[Grok-dev] Re: The Grok Learning Curve
Martijn Faassen
faassen at startifact.com
Sat Aug 18 13:15:06 EDT 2007
Hey Sebastian,
Thank you for your thoughts. We do want to get the learning curve down,
and I agree we aren't where we need to be yet. But at least we're on the
right track.
Sebastian Ware wrote:
[snip]
> -I also believe (contrary to a comment in a post on this mailing list)

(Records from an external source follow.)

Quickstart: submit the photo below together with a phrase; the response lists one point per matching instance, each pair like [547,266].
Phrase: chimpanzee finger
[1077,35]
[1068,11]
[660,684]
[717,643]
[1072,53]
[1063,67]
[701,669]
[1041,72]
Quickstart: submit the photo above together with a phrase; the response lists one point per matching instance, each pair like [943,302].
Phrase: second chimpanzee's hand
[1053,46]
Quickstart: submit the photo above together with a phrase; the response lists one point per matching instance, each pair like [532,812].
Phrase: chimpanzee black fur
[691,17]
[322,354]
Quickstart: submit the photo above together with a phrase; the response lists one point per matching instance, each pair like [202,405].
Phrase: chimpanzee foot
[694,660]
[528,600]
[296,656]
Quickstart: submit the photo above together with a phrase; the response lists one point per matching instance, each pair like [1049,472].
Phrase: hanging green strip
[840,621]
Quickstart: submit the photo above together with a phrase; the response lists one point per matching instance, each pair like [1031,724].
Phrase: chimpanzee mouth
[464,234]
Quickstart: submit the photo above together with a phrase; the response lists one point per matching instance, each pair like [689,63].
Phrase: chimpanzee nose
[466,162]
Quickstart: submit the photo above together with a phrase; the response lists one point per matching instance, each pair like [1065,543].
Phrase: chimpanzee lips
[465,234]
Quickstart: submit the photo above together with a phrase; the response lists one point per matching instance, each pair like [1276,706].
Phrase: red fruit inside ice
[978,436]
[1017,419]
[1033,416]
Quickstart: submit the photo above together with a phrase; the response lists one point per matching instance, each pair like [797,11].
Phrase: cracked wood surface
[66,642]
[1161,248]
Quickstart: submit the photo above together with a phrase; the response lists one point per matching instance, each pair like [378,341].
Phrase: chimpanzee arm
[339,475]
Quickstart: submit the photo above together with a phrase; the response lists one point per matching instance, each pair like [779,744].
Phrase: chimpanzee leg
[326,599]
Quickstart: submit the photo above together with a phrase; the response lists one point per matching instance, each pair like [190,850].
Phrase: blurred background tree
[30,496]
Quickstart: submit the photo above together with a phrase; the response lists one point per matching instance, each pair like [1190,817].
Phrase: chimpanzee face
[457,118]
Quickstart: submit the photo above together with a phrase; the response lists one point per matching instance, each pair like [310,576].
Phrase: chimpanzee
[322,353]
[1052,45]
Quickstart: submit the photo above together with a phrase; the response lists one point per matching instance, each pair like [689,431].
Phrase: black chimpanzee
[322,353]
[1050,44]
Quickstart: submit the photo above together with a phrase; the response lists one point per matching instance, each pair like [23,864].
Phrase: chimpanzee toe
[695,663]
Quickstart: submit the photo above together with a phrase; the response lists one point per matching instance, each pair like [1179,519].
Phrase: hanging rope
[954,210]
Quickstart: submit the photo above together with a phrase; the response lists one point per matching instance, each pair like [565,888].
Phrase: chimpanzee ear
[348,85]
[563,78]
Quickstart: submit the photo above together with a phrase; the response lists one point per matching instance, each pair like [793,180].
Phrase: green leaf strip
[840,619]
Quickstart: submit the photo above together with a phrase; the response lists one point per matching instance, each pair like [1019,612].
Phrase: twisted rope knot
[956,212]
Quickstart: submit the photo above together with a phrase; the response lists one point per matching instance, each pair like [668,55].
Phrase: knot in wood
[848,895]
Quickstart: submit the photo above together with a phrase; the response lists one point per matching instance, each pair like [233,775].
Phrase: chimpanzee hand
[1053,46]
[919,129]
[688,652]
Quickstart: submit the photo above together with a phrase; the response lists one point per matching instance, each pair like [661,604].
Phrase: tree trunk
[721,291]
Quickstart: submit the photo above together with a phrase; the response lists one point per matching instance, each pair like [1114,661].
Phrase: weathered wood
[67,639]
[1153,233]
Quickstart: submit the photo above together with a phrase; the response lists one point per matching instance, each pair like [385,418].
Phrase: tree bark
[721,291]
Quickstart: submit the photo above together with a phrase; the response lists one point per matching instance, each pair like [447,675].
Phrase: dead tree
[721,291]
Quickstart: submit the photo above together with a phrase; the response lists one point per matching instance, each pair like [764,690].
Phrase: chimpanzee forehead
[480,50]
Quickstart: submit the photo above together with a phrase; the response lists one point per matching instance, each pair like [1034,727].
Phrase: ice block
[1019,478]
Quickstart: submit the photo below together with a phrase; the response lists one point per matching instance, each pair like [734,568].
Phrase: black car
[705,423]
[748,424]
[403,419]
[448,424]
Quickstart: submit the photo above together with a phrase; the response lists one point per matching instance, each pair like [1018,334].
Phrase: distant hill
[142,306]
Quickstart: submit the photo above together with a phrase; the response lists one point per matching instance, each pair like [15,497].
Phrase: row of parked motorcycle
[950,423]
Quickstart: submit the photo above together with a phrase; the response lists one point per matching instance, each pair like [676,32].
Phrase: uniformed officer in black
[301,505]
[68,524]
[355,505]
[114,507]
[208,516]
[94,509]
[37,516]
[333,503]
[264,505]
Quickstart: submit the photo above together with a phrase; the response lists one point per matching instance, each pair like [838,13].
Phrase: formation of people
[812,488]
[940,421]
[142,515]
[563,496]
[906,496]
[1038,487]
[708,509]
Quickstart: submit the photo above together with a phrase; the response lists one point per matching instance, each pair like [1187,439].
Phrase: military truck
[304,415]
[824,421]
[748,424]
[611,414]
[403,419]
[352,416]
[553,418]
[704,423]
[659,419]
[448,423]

> that it is quite useful to use recipes that "just work" eventhough one
> at the time doesn't understand how (that's how most people learn to talk
> and read -- learn by example)
Perhaps this refers to the automatic test setup discussion I had with
Tres. :) Just to make it clear: I agree there is a lot of benefit to
having sample code out there, and even more to recipes that describe to
people how to set things up. I even agree that grokproject could be
doing basic test setup. It's just that I don't like Zope's current test
setup story very much.
[snip]
> So, I would suggest focusing/furthering the efforts along these four paths:
>
> 1 -- Refine the class/object browser
I agree that this is extremely important, especially once we all start
using it I think we'll see a lot of movement on this. We shouldn't be
afraid to think big here, as long as we stay on focus: "help developers
develop" (as opposed to, provide a development environment, or provide a
user interface for content managers, etc).
[snip]
> Everybody can write a recipe, I mean a recipe showing how to register
> and use a utility is really useful to a newbie. A recipe showing how to
> create and extend users... lots of stuff. This stuff can be found in
> Philipps book, but as a newbie, it isn't a piece of cake to understand
> the Zope 3 stuff and then Grok it.
>
> If everybody took upon themselves to write at least three recipes, we
> would be getting somewhere and getting there fast :)
What's extremely important when people write recipes is that:
* people actually *recognize* that someone's message to the mailing list
could be turned into a recipe and *say* so when it happens.
* when people *do* post recipes to the mailing list, we have a follow
up. i.e. the recipe doesn't just sit there without any replies, but
people take it, restructured text it, check it in, and get it online.
I've been trying to make sure this happens, and when prompted, people
help very well with restructured-textifying it and putting it online.
But I got a bit worried a while ago when I caught up with the mailing
list and noticed there were two great recipes sitting on the mailing
list and nobody bothered to take up the authors on it.
So I replied to it, and we're fine - the authors kept up with it and
luckily didn't go away. But this is a good way to lose recipes and to
curb enthusiasm, so we shouldn't let this happen again!
> and please... how
> to I get into some serious debugging...? :)
I'm trying to understand what problems you have with debugging first. I
don't use post-modern debugging myself so I can't help you there, but I
just put in a 'import pdb; pdb.set_trace()' in places and start debugging.